Sunday, December 30, 2018

Our Time Will Come

Our Time Will Come


This adoption is so much harder than my pregnancy with twins. Imagine being eight months into your pregnancy and at a check up with your doctor who walks in and says, "unfortunately, there's a shortage of labor and delivery nurses, so there's going to be a slowdown in deliveries until we can get some new ones trained. Hopefully it'll just be a couple more months, but only time will tell. Hang in there. Your turn will come." 
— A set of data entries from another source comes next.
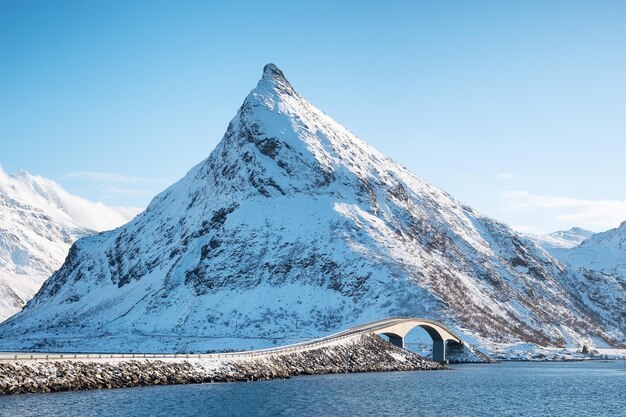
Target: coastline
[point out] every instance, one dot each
(361, 353)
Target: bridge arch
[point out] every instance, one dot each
(397, 328)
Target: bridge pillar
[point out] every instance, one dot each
(439, 350)
(396, 341)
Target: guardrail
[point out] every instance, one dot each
(296, 347)
(303, 346)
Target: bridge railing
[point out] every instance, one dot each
(296, 347)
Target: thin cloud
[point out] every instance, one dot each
(114, 177)
(505, 176)
(592, 214)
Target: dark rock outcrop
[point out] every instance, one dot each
(365, 353)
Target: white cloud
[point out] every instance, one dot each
(505, 176)
(114, 177)
(592, 214)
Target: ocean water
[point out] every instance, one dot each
(593, 388)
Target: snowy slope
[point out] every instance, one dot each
(601, 260)
(562, 239)
(38, 223)
(292, 228)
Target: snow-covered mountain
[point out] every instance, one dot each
(563, 239)
(39, 221)
(293, 227)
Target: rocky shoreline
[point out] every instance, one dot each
(363, 353)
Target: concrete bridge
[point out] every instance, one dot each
(396, 328)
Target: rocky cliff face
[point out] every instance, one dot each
(38, 223)
(292, 228)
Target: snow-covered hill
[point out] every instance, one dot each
(38, 223)
(563, 239)
(293, 227)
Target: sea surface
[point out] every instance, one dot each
(592, 388)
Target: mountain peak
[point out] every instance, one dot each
(276, 80)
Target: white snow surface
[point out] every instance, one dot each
(562, 239)
(39, 221)
(294, 228)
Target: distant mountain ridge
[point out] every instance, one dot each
(293, 227)
(39, 221)
(562, 239)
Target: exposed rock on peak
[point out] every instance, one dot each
(293, 227)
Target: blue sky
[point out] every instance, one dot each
(516, 108)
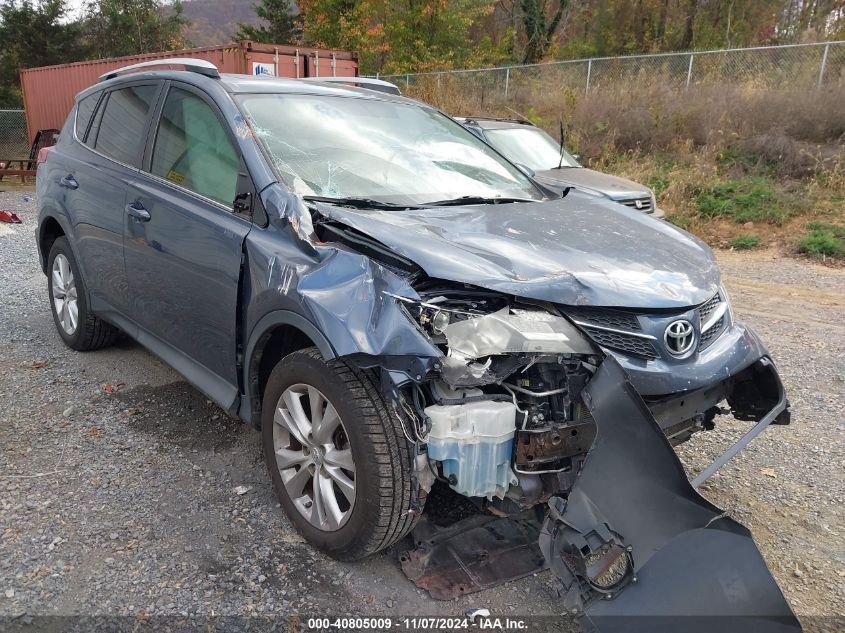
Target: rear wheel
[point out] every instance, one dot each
(339, 461)
(79, 328)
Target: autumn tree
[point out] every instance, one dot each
(539, 26)
(129, 27)
(278, 24)
(399, 35)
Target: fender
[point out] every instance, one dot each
(59, 216)
(269, 321)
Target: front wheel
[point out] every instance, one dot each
(79, 328)
(339, 461)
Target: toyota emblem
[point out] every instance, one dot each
(679, 337)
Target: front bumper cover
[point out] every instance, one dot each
(682, 563)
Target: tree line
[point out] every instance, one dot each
(395, 36)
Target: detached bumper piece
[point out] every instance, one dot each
(636, 548)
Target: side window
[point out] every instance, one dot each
(84, 112)
(193, 150)
(120, 129)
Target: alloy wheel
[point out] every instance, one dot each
(65, 294)
(314, 457)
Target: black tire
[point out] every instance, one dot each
(382, 455)
(91, 332)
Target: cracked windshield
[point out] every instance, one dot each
(391, 152)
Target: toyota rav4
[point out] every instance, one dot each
(406, 316)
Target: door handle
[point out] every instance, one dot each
(69, 181)
(137, 211)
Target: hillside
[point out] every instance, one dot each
(214, 22)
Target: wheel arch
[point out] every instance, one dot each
(276, 335)
(49, 230)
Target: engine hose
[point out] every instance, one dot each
(495, 397)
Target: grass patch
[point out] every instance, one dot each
(657, 183)
(752, 199)
(745, 242)
(824, 240)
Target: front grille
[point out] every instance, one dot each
(627, 343)
(606, 318)
(645, 203)
(706, 309)
(712, 333)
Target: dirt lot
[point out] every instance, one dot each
(118, 480)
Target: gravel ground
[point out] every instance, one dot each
(122, 487)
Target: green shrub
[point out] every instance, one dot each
(824, 239)
(745, 242)
(751, 199)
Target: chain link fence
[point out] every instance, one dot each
(14, 142)
(789, 67)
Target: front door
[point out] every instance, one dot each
(106, 160)
(183, 243)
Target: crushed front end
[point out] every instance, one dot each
(559, 462)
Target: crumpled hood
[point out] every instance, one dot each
(613, 187)
(579, 250)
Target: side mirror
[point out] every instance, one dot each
(525, 169)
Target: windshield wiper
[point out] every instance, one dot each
(452, 202)
(359, 203)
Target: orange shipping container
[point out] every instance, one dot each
(48, 92)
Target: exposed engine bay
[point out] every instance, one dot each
(511, 423)
(504, 422)
(549, 456)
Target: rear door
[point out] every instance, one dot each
(183, 240)
(110, 128)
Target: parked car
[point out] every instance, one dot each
(402, 311)
(525, 144)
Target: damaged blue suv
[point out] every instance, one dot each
(410, 320)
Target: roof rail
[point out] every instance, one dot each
(200, 66)
(520, 120)
(364, 82)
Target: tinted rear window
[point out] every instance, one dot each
(121, 129)
(84, 112)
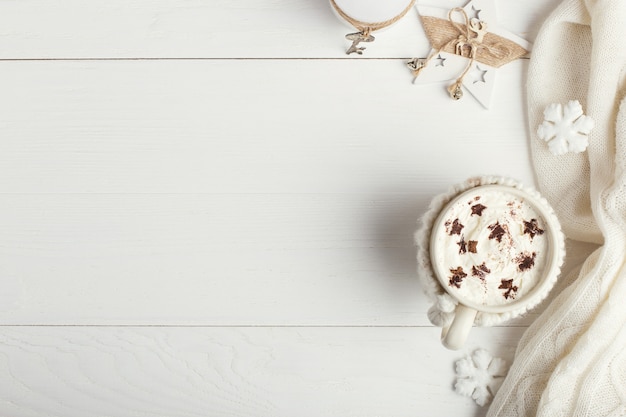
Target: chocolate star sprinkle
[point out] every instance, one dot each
(480, 271)
(454, 228)
(477, 209)
(532, 228)
(462, 246)
(457, 277)
(511, 290)
(497, 231)
(526, 260)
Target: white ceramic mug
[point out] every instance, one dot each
(522, 265)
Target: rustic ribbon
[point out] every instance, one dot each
(469, 39)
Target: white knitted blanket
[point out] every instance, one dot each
(572, 360)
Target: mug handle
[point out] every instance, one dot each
(454, 335)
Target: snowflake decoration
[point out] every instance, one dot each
(479, 376)
(565, 129)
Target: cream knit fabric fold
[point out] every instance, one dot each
(572, 360)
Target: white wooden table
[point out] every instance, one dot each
(208, 209)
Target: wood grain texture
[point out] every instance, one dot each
(35, 29)
(260, 127)
(212, 372)
(208, 208)
(129, 182)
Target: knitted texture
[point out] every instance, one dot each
(572, 360)
(441, 312)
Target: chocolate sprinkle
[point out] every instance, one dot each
(455, 227)
(532, 228)
(497, 231)
(480, 271)
(457, 277)
(511, 290)
(462, 246)
(526, 260)
(477, 209)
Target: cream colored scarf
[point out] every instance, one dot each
(572, 360)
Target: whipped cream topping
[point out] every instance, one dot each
(491, 247)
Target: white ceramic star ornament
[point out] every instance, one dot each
(472, 36)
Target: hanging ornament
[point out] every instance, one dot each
(368, 16)
(467, 48)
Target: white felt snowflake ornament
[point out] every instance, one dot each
(565, 129)
(479, 376)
That's pretty much where we are right now. We've been waiting for almost 20 weeks to get approval from the Indian government to tell us we are eligible to adopt. This is a step that typically takes a week or two, but with staff turnover and retraining, the wait is up to 4-5 months. And while we're not alone, and I've "met" (through facebook) so many wonderful families who are going through the exact same thing, it's still a lonely process. 

For me.

For a bottler of emotions. In fact, I talk so little about this adoption with anyone besides my husband and my India Adoption facebook group, most people have stopped asking about it. They've either forgotten that we're going through it or figure we've just given up on it. I haven't written a post on this blog in months, not just because nothing has happened, but mostly because I don't want to remember what this feels like. I don't want to remember the disappointment of waking up every morning to check my email and see if India has given us approval to move on. I don't want to remember the holidays we're missing with our child or children who are sitting in India without a family. I don't want to remember the days I've wasted worrying about something I have absolutely no control over. 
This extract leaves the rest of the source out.